A 'blue zillion'

Mullins, Bill Bill.Mullins at US.ARMY.MIL
Tue Dec 7 14:59:45 UTC 2004


I've heard a blue zillion, but blue million seems more familiar.

> -----Original Message-----
> From: David Bowie [mailto:db.list at PMPKN.NET]
> Sent: Tuesday, December 07, 2004 8:54 AM
> To: ADS-L at LISTSERV.UGA.EDU
> Subject: A 'blue zillion'
>
> ---------------------- Information from the mail header
> -----------------------
> Sender:       American Dialect Society <ADS-L at LISTSERV.UGA.EDU>
> Poster:       David Bowie <db.list at PMPKN.NET>
> Subject:      A 'blue zillion'
> --------------------------------------------------------------
> -----------------
>
> I recently had a student (army brat, so she doesn't have a
> cohesive linguistic background) use the phrase "blue
> zillion", meaning "lots", in an email to me.

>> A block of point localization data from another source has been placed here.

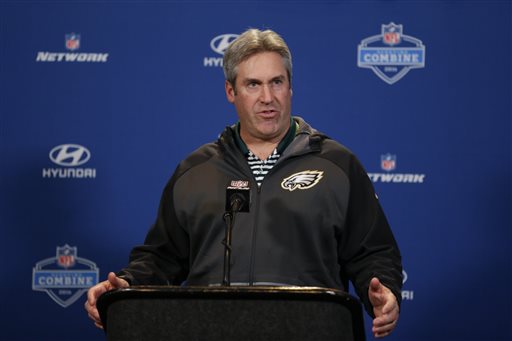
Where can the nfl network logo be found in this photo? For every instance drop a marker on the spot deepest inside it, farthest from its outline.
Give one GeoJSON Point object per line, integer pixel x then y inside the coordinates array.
{"type": "Point", "coordinates": [72, 41]}
{"type": "Point", "coordinates": [64, 277]}
{"type": "Point", "coordinates": [388, 162]}
{"type": "Point", "coordinates": [391, 54]}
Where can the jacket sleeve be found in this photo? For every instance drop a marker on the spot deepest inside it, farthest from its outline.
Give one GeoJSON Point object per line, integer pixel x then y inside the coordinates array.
{"type": "Point", "coordinates": [164, 257]}
{"type": "Point", "coordinates": [368, 248]}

The relevant bit
> (including a typo from the original, ellipsis points also in
> the original):
>
>   "I went to the library to look at for articles online, and i found
>    a blue zillion...i looked through some of them, but gave up and
>    went to look at the periodicals in the library."
>
> Googling this, i get 61 (after duplicates are eliminated),
> most of which unambiguously have this meaning, in both
> unhyphenated and hyphenated forms.
> As a single compound word, Google gives me 13, only a few of
> which have this meaning. (Only 3 non-duplicate ones with this
> meaning in the plural, both of which have the form "blue zillions".)
>
> An interesting hit is a letter that starts:
>
>   "I know you receive a blue zillion e-mails every day, so I've made
>    my third attempt a bit easier with an easy "yes and no" format."
>
> The response to the letter (same page, ellipsis points in
> original) begins:
>
>   "A blue zillion? . . . . Well, not every day. Some days only a light
>    mauve billion, but others, a jungle-red gazillion. But who's
>    counting, right?"
>
> No idea whether the playing with it in the response is
> evidence of playing with a familiar form, or playing with a
> to-the-writer novel form.
>
> Anyway, anyone else run across this?
>
> David Bowie
> http://pmpkn.net/lx
>     Jeanne's Two Laws of Chocolate: If there is no chocolate in the
>     house, there is too little; some must be purchased. If there is
>     chocolate in the house, there is too much; it must be consumed.